Mariusz Latkowski

Personal information
- Nationality: Polish
- Born: 2 March 1982 (age 44) Warsaw, Poland
- Height: 1.80 m (5 ft 11 in)

Sport
- Sport: Bobsleigh Athletics
- Club: Śnieżka Karpacz

Medal record
Men's athletics
Representing Poland
European U20 Championships
| Silver medal – second place | 1999 Riga | 4 × 100 m relay |
| Bronze medal – third place | 2001 Grosseto | 4 × 100 m relay |

= Mariusz Latkowski =

Polish bobsledder

Mariusz Latkowski (born 2 March 1982) is a Polish bobsledder and sprinter.

As an athlete, he made his international championship debut at the 1999 World Youth Championships, reaching the semi-final of the 100 metres and not finishing the 4 × 100 metres relay. The next month he won a silver medal in the 4 × 100 m relay at the 1999 European Junior Championships. The Polish team again failed to finish the relay race at the 2000 World Junior Championships, and Latkowski was eliminated in the quarter-final of the 100 metres.

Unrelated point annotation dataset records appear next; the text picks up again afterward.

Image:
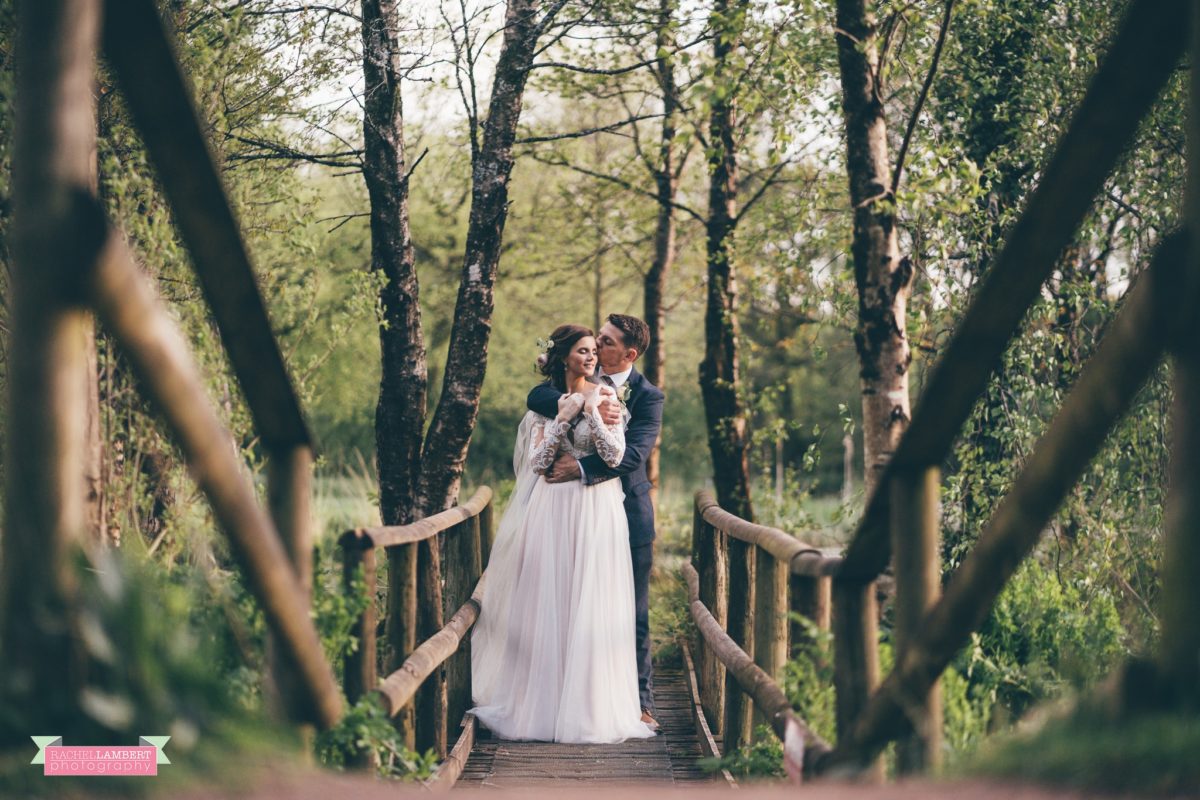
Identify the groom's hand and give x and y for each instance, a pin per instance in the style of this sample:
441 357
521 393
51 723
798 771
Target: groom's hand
564 469
610 409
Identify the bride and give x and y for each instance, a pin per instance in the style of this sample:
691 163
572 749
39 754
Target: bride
552 656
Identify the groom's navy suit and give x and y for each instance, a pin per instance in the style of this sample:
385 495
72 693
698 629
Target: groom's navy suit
645 405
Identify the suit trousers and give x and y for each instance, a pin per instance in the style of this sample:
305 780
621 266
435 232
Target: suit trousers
643 561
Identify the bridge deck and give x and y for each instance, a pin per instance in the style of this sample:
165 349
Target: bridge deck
670 758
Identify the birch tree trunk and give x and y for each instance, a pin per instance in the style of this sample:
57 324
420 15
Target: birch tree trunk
719 379
881 276
666 181
420 474
42 657
400 411
445 446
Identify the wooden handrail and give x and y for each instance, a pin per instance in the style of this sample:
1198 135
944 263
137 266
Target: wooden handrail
1107 386
127 304
401 686
419 530
802 559
1144 54
137 46
802 745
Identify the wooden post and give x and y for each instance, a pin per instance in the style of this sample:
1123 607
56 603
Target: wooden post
486 533
738 722
431 699
771 620
711 564
130 307
1144 54
856 657
43 659
359 675
915 547
289 498
401 630
809 597
1107 386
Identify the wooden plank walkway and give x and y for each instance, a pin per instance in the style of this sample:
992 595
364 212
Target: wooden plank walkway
666 759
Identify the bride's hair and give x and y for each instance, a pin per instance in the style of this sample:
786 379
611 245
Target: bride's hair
553 366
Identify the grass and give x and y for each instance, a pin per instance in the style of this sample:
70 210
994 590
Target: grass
1089 750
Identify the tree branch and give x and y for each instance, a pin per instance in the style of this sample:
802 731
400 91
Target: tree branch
587 132
277 151
921 98
619 181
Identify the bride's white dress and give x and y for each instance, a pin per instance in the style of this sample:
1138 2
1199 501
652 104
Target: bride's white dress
553 651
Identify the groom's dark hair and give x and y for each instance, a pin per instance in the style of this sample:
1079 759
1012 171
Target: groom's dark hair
634 332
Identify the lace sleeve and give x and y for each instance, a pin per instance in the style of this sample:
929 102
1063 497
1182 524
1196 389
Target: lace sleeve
547 435
610 440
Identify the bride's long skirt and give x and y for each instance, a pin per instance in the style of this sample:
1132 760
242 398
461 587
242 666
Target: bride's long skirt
553 650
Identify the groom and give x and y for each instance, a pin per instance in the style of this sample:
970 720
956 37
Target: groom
619 342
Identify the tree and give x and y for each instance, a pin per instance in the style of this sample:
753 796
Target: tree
420 473
719 372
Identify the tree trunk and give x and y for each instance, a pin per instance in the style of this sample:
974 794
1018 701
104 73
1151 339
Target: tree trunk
881 276
94 437
400 411
445 447
43 656
667 184
719 379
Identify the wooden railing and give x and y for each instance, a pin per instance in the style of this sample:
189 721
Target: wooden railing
58 280
743 585
466 534
901 519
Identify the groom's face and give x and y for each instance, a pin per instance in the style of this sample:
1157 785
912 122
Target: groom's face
611 349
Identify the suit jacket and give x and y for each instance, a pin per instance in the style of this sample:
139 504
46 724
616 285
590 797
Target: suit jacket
645 404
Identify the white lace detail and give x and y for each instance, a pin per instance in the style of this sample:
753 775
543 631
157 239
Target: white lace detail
588 435
549 435
609 440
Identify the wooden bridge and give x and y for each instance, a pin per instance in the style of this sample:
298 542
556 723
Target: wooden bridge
743 578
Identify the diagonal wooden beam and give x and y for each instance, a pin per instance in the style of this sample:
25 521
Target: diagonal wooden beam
1125 360
1146 49
138 48
42 656
130 307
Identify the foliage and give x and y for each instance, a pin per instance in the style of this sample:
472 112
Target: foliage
365 731
763 758
159 663
1090 751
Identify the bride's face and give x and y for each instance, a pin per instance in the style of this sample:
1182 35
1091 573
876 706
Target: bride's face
582 358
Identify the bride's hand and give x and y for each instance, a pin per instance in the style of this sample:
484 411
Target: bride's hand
597 397
569 405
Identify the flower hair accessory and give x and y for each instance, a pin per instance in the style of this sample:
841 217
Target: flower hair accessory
623 394
544 348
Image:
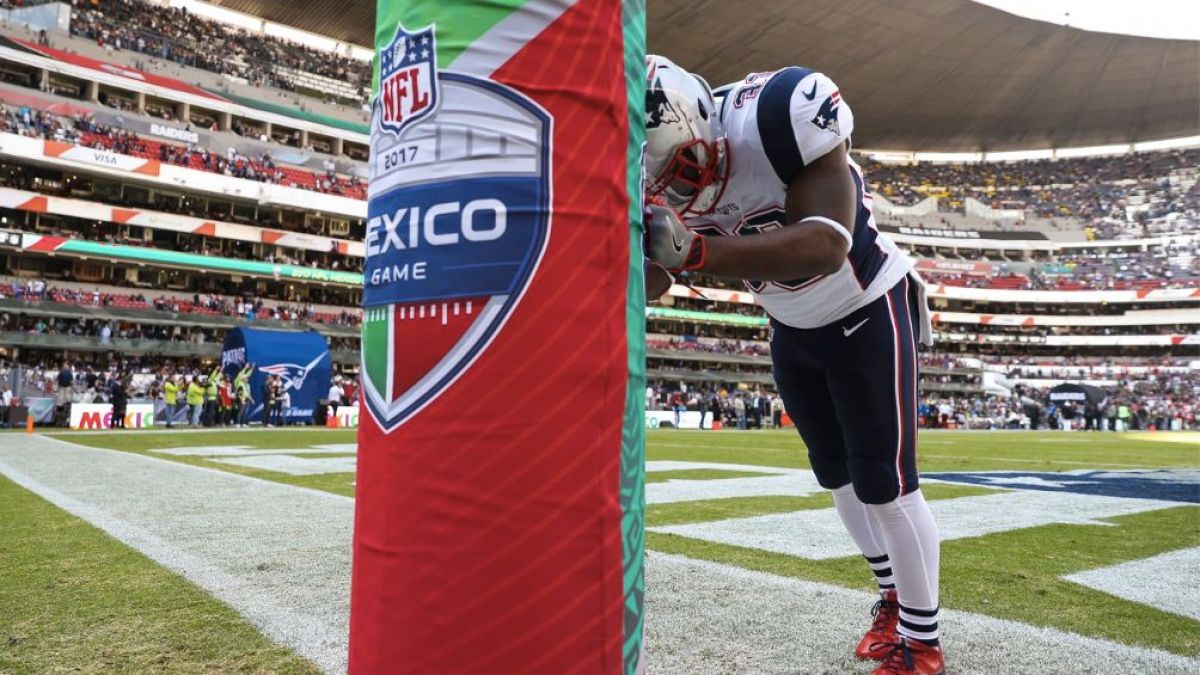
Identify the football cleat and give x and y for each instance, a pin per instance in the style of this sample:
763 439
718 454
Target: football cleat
881 637
912 657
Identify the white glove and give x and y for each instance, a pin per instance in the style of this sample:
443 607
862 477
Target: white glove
670 243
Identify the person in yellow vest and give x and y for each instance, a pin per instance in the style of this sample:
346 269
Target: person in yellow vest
196 400
171 396
211 393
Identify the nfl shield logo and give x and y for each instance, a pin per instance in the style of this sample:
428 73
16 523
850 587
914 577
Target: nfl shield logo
457 221
408 83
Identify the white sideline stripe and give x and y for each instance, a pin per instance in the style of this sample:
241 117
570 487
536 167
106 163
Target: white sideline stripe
820 535
216 529
294 466
246 451
1168 581
708 617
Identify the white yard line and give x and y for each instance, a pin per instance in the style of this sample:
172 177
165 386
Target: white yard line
1168 581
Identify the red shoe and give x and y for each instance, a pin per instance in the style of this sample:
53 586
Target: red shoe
912 658
881 637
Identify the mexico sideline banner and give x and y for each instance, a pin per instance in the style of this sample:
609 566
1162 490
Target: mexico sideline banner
501 469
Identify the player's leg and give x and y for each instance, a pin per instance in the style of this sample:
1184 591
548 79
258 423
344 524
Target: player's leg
875 390
808 402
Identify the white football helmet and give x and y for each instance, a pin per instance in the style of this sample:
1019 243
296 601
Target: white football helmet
687 153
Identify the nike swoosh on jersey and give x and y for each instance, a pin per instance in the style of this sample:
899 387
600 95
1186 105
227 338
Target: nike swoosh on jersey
849 332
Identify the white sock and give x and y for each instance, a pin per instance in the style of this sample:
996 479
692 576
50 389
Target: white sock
861 525
910 536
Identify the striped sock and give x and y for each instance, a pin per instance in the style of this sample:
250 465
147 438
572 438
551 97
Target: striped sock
882 568
919 625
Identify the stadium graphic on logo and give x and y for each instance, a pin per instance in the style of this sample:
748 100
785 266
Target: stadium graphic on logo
457 221
408 87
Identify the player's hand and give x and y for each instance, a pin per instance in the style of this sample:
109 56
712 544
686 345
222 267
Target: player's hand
658 280
670 243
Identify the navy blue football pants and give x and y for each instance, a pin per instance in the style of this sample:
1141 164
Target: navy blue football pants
851 389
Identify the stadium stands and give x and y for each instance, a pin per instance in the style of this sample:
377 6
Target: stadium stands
173 34
85 132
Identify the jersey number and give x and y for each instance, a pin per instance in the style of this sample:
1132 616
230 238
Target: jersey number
766 221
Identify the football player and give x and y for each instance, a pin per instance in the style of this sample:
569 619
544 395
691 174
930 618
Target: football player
756 183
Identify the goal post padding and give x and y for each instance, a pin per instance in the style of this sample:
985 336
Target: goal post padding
501 475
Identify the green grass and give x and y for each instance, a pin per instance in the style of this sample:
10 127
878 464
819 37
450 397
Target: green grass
955 451
1018 574
1014 575
75 599
144 442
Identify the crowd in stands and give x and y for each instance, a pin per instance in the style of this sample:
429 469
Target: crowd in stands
189 394
1144 402
23 177
246 306
83 130
173 34
691 344
105 330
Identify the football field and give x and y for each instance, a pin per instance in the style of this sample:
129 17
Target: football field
229 550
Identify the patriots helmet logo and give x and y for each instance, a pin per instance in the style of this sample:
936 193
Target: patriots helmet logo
293 375
658 108
408 83
827 115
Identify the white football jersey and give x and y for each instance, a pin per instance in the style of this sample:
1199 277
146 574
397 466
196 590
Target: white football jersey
777 123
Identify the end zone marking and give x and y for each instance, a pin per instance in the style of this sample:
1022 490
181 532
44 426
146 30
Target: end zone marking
1167 581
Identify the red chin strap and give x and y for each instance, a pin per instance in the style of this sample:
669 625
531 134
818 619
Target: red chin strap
683 163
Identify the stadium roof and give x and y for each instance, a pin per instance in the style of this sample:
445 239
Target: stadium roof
921 75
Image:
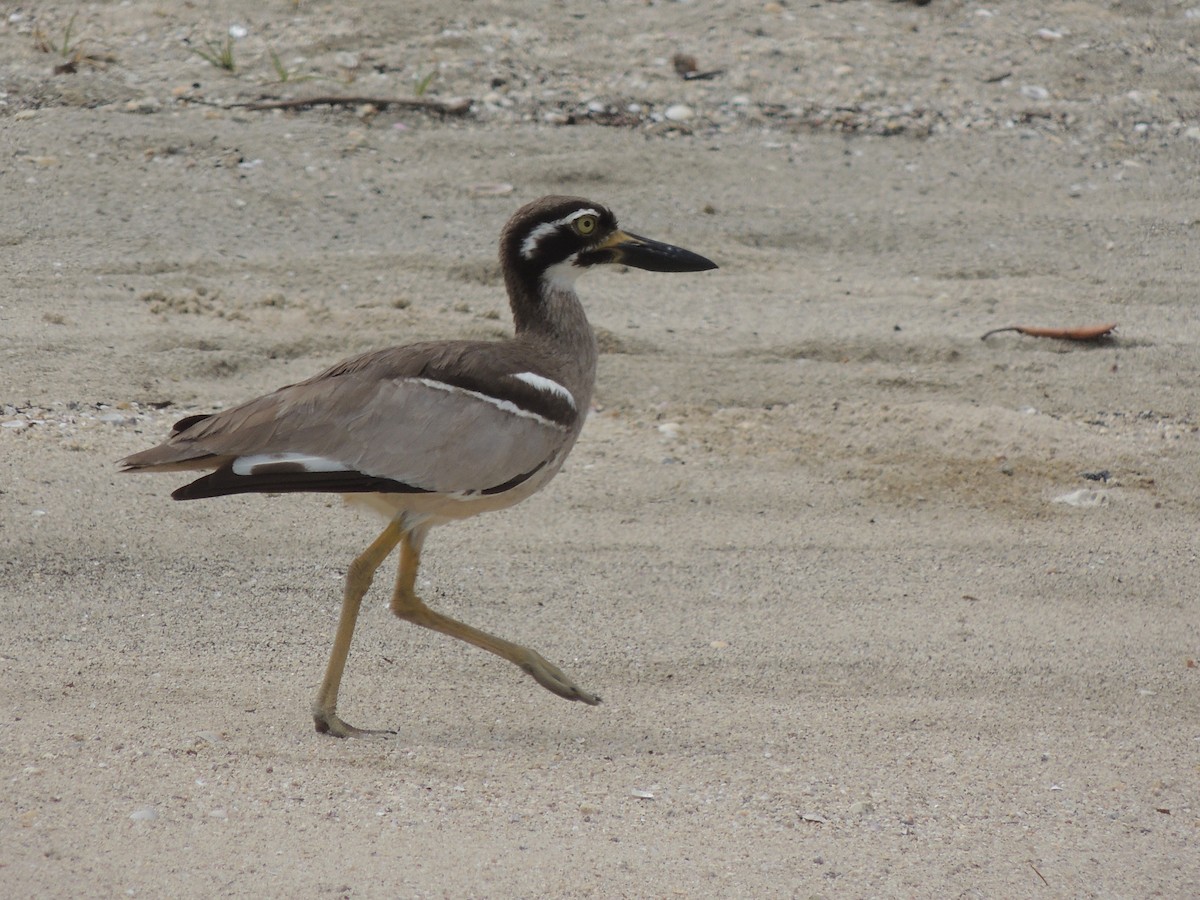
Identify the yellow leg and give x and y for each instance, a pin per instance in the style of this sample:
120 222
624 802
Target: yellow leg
408 606
358 581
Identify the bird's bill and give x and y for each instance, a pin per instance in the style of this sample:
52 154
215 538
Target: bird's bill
653 256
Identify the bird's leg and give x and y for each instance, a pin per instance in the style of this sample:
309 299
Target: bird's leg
358 581
408 606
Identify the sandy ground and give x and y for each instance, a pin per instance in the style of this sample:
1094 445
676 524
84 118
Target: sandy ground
809 547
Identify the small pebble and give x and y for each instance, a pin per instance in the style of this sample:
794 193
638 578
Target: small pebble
1084 498
679 113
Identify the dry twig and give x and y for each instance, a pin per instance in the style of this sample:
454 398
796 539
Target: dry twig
1089 333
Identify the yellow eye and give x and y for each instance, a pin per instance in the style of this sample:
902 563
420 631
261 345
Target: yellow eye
585 225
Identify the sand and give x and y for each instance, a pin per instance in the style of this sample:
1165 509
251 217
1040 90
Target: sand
811 547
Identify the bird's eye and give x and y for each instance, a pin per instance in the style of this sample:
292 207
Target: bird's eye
585 226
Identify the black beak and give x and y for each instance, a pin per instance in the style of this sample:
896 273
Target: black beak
645 253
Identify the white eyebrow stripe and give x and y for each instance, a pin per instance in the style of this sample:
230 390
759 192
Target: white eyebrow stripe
307 462
507 406
529 245
545 384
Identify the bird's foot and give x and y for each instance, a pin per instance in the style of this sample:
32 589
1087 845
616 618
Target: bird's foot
327 721
553 679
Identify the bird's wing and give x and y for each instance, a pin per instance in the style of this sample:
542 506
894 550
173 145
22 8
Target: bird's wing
449 418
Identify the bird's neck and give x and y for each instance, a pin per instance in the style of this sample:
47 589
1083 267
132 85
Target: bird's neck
549 312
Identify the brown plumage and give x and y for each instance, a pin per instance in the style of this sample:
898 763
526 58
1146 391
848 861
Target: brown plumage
432 432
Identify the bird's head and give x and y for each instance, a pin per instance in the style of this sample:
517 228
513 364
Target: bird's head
549 243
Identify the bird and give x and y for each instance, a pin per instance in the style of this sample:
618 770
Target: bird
432 432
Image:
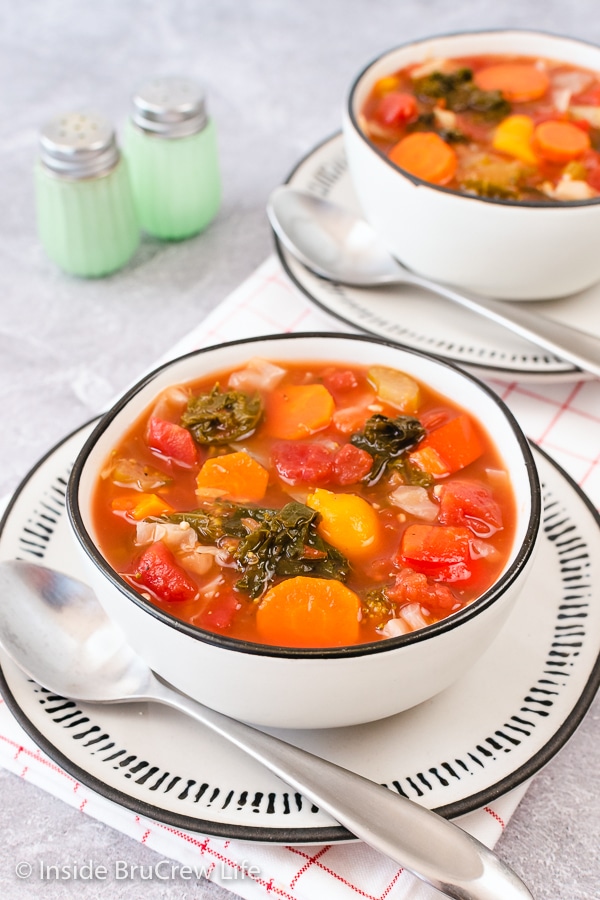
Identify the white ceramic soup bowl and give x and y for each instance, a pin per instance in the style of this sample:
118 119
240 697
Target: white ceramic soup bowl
312 688
502 248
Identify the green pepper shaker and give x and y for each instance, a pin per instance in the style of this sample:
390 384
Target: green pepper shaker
85 211
170 142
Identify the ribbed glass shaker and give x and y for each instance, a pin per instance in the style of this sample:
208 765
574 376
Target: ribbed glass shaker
85 211
171 145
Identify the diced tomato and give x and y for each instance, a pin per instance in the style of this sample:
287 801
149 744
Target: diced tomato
454 444
351 464
140 505
415 587
396 109
219 611
158 570
303 462
469 503
440 551
172 441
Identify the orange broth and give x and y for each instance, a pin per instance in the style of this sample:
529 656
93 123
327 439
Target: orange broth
390 587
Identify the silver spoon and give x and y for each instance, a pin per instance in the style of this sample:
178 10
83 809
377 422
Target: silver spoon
339 246
54 628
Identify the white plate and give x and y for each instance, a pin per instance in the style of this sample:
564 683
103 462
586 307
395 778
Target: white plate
488 733
418 319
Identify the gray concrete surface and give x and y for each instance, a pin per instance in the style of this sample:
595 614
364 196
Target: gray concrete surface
276 73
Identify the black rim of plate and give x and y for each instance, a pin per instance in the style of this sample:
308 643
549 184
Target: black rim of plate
563 369
299 835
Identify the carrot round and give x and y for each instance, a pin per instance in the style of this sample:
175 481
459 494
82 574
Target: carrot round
560 141
518 82
298 410
425 155
309 612
236 476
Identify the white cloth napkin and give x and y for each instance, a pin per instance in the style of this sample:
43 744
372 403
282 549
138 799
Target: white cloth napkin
549 413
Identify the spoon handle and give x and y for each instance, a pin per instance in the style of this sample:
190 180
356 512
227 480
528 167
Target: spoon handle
568 343
434 849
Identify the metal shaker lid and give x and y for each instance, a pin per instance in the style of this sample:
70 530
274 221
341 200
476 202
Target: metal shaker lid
79 145
170 106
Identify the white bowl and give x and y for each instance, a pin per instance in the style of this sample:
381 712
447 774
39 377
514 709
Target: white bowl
296 688
502 248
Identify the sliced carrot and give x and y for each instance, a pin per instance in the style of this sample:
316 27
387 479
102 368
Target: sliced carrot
449 448
425 155
560 141
309 612
298 410
518 82
347 521
140 505
236 476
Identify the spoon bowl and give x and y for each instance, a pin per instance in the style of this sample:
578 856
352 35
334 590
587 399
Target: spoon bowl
338 245
54 628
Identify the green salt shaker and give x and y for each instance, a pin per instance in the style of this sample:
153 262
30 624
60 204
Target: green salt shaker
85 210
170 143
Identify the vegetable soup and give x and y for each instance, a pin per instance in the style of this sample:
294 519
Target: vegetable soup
306 505
504 127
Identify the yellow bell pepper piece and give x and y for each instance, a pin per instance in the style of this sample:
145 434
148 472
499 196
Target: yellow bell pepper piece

Having won two bronze medals at the 2000 Polish Junior Championships, Latkowski became Polish indoor junior champion in 2001 before taking silver and bronze at the 2001 Polish Junior Championships. At the 2001 European Junior Championships he won relay bronze and competed in the 100 metres. His lifetime bests were 10.57 in the 100 metres and 21.58	seconds in the 200 metres, both achieved in 2000.

He competed in the four man bobsleigh event at the 2006 Winter Olympics, where the Polish team finished 15th. At the 2006 Olympics, Latkowski defending the Italian organizing committee's accommodations for athletes amidst controversy over bland foods, saying, "I think the food is good, especially the Chinese food [...] But I'm sad there isn't a McDonalds here."